Eu, quando escrevi o texto que viralizou no fim de 2016, “professor, o senhor é gay?”, em que relatava uma aula sobre gênero e sexualidade, fui acusado por várias pessoas de estar querendo tomar à frente na fala, pois sou um homem branco, hétero que estava falando sobre gênero e sexualidade e esse não era o meu “local de fala”.

O fortalecimento dos discursos identitários pode ser visto nos discursos e posts sobre a morte da vereadora Mariele Franco (PSOL/RJ), o que predominou foi o discurso que ela foi morta por ser mulher, negra e lésbica, o que considero no mínimo um enorme exagero e um erro de análise e apaga o seu importante trabalho como vereadora que investigava a ocupação militar e denunciava a violência policial em áreas pobres.

Outro exemplo é o mapa de votos do deputado federal Jean Wylys, que é fortemente concentrado em áreas ricas da cidade do Rio de Janeiro, especialmente a zona sul. Embora o Jean seja do PSOL, um partido de esquerda, o seu eleitor, é o do movimento LGBT, contendo muitos com posicionamentos políticos à direita, que pressionam cada vez mais o Jean pela troca de partido.

Esses exemplos que dei acima mostram o quanto a pauta identitária têm suplantado as pautas classistas na esquerda e a própria esquerda têm usado essa estratégia de focar parte significativa de seu discurso e de sua ação nessa pauta, que está em voga.

A meu ver, isso mostra o quanto o capitalismo é triunfante em nosso momento histórico e até parte significativa da esquerda têm se esquecido cada vez mais da pauta classista e focado na pauta identitária e é um dos muitos fatores que explica o voto da esquerda se concentrar nas camadas médias e raramente penetrar a classe baixa. Mas esse ponto, eu desenvolverei em outro artigo, junto com a questão ideológica (no sentido marxista) dos novos movimentos sociais.

O foco na pauta identitária acaba funcionando como um véu que esconde, de certo modo, as contradições de classe na sociedade e afasta parte do “cidadão médio”, geralmente conservador, da esquerda e o entrega de mãos beijadas para a direita conservadora ou até fascista como Bolsonaro e cia.

Não estou aqui criticando esses “novos” movimentos sociais de modo geral, mas o que para mim são os seus “excessos”. Esses movimentos são extremamente importantes e explicitam outras opressões que historicamente a esquerda também negligenciou, e isso precisa ser corrigido.

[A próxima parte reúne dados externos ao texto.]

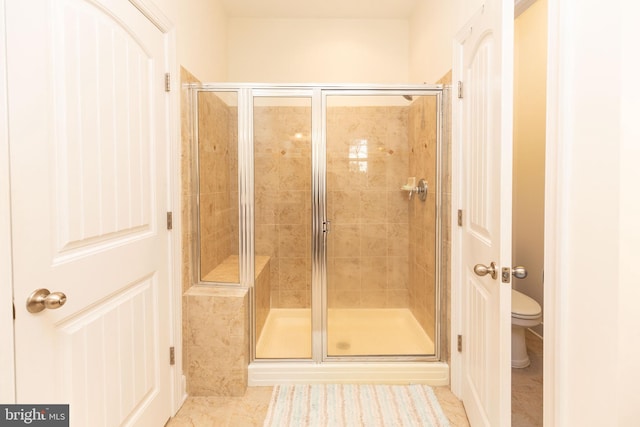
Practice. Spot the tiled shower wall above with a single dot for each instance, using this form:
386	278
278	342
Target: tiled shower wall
218	163
215	327
422	214
367	162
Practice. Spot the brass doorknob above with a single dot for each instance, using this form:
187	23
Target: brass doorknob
519	272
42	298
483	270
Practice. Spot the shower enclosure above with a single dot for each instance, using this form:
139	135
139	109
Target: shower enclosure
309	197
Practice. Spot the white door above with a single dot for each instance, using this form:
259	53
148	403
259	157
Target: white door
88	140
485	69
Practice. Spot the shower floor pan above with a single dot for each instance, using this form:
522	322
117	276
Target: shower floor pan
351	332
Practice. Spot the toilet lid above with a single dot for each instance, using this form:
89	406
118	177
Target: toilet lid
523	306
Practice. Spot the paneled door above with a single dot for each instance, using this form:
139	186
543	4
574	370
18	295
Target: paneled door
485	58
89	143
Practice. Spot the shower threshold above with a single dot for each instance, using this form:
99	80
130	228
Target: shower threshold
308	372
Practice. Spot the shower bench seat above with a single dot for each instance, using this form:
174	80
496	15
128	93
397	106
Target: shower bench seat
228	271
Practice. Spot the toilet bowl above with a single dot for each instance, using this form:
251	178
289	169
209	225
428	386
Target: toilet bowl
525	313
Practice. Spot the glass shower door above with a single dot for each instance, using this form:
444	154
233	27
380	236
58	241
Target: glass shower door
282	187
381	251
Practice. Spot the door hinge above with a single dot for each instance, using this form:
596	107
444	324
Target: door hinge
506	275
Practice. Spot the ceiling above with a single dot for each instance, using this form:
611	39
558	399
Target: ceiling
336	9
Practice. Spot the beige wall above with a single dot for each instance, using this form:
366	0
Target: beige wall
318	50
201	36
430	43
529	147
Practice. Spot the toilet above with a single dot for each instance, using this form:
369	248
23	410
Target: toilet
525	313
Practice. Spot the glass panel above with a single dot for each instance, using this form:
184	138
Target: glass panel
218	186
381	257
282	162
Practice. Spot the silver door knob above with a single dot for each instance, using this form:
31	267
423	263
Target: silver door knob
42	298
519	272
483	270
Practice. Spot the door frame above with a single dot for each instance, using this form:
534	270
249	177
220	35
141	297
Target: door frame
7	357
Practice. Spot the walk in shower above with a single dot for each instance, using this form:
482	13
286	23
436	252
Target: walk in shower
325	202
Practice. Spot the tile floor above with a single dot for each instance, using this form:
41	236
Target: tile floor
526	388
251	409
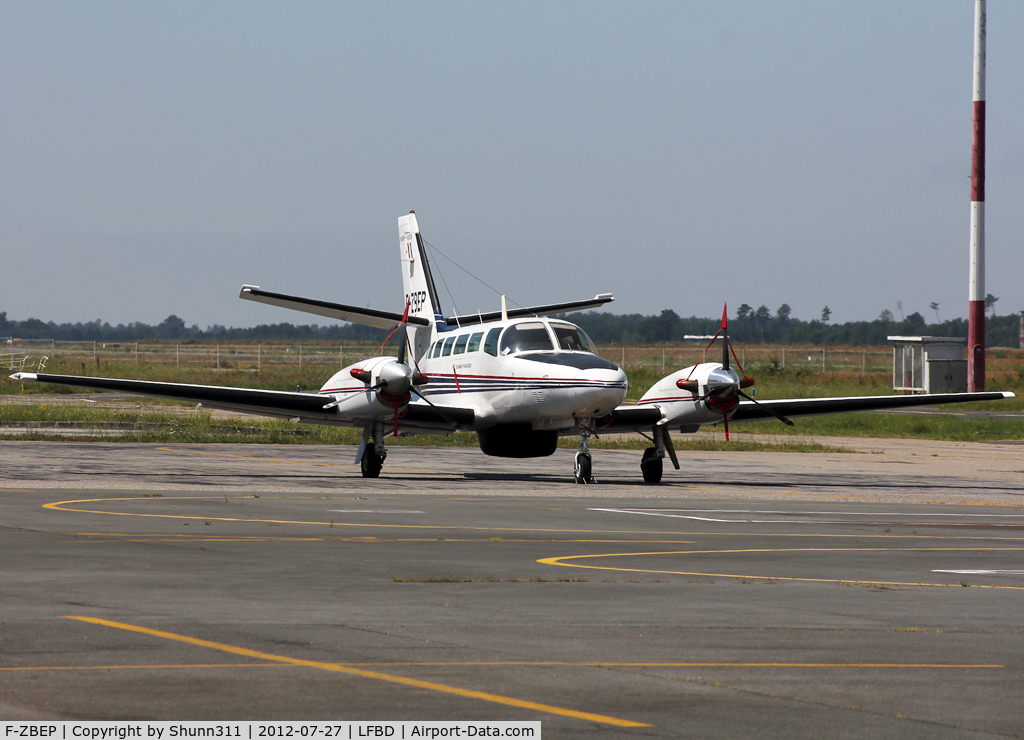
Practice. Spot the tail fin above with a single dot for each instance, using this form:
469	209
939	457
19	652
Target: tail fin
421	295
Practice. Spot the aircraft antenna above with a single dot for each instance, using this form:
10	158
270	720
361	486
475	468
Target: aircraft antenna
485	285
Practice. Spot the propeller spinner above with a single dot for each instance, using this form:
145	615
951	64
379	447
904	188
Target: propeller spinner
724	386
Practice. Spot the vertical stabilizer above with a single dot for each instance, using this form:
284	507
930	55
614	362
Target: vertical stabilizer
416	278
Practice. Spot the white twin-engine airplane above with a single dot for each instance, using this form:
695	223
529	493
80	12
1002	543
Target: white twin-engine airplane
516	378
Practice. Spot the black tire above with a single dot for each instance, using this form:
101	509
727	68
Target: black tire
582	473
651	466
372	463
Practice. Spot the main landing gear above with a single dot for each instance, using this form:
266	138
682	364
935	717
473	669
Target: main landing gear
652	463
651	466
372	455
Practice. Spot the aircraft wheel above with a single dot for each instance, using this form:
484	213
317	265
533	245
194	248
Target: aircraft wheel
582	473
650	466
372	463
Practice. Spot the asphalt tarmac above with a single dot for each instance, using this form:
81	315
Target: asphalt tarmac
872	594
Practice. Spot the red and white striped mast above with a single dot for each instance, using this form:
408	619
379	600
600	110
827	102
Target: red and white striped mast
976	316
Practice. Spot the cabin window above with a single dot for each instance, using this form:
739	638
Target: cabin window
525	337
572	338
491	344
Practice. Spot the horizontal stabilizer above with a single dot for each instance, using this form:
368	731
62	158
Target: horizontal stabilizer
366	316
472	318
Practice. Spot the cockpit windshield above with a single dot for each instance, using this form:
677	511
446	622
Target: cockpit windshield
572	338
528	336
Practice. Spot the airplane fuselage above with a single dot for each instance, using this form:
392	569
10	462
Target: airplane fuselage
538	372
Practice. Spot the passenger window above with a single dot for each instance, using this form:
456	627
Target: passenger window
525	337
491	345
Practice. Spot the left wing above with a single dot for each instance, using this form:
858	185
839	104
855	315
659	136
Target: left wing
750	410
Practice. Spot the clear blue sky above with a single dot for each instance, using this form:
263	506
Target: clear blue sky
157	156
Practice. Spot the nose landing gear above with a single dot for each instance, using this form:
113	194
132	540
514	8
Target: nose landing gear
372	456
582	470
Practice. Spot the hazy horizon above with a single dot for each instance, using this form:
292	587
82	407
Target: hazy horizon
677	155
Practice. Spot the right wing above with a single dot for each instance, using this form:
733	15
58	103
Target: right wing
308	407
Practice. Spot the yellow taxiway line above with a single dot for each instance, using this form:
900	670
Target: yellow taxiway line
515	663
341	668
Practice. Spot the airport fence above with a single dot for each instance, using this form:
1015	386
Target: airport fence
31	355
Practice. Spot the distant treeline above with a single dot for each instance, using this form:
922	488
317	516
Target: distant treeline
747	328
765	329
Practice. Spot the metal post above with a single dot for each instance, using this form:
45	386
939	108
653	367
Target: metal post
976	311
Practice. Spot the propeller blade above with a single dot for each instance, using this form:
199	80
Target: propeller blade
725	340
771	410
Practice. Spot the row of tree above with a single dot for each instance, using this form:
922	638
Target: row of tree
748	327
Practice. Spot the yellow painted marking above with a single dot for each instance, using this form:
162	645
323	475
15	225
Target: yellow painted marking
65	507
62	507
340	668
561	561
517	663
142	666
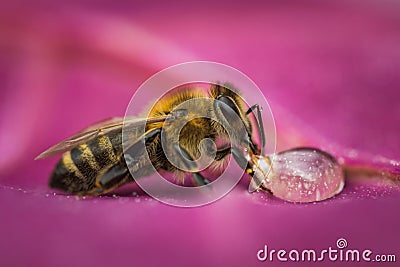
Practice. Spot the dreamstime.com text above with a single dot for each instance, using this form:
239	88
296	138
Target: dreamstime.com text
339	253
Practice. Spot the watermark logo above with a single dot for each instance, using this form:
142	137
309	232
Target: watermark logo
340	253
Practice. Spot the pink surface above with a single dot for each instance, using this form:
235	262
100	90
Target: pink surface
329	71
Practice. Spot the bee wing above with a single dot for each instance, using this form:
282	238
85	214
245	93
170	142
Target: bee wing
98	129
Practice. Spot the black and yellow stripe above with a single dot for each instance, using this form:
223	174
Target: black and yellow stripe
77	169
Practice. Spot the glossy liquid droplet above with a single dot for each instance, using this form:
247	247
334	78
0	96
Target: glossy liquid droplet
301	175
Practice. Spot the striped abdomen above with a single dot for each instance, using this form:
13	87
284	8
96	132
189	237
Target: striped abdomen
77	169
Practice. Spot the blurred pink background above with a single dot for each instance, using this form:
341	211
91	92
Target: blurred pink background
330	71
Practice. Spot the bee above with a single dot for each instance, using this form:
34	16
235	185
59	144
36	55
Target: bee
93	161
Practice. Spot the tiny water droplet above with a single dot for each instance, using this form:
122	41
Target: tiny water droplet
312	175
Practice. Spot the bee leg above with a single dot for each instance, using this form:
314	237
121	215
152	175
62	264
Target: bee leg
198	178
222	153
260	122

No entanto, o clima de acusação, de “caça” ao branco, machista, hétero, de classe média, onde parte da esquerda parece estar o tempo todo chamando uns aos outros de “esquerdomacho”, “transfóbico”, “heteronormativo”, fazer “coisa de branco”, etc. não ajuda em nada… mesmo que eu reconheça a legitimidade dessas pautas.

Enquanto isso, a direita está passando o rodo em todos nós, o golpe vai muito bem, obrigado, Bolsonaro está com quase 20% de intenções de voto, nossos direitos trabalhistas e previdenciários históricos estão indo pro ralo, estamos regredindo vinte anos em 2, etc..

Mas setores da esquerda ou da “esquerda” querem colocar no centro do debate se Anita cometeu ou não “apropriação cultural” com o seu último corte de cabelo…

Precisamos retomar a questão de classe, pois a direita está passando o “rodo” em nós e na esquerda fica um chamando o outro de “esquerdomacho”, “transfóbico”,

Ah, claro que serei acusado de ter escrito esse texto por ser homem, hetero, machista, homofóbico, branco, etc. por ter escrito esse artigo. Afinal, o que importa é a identidade, no é?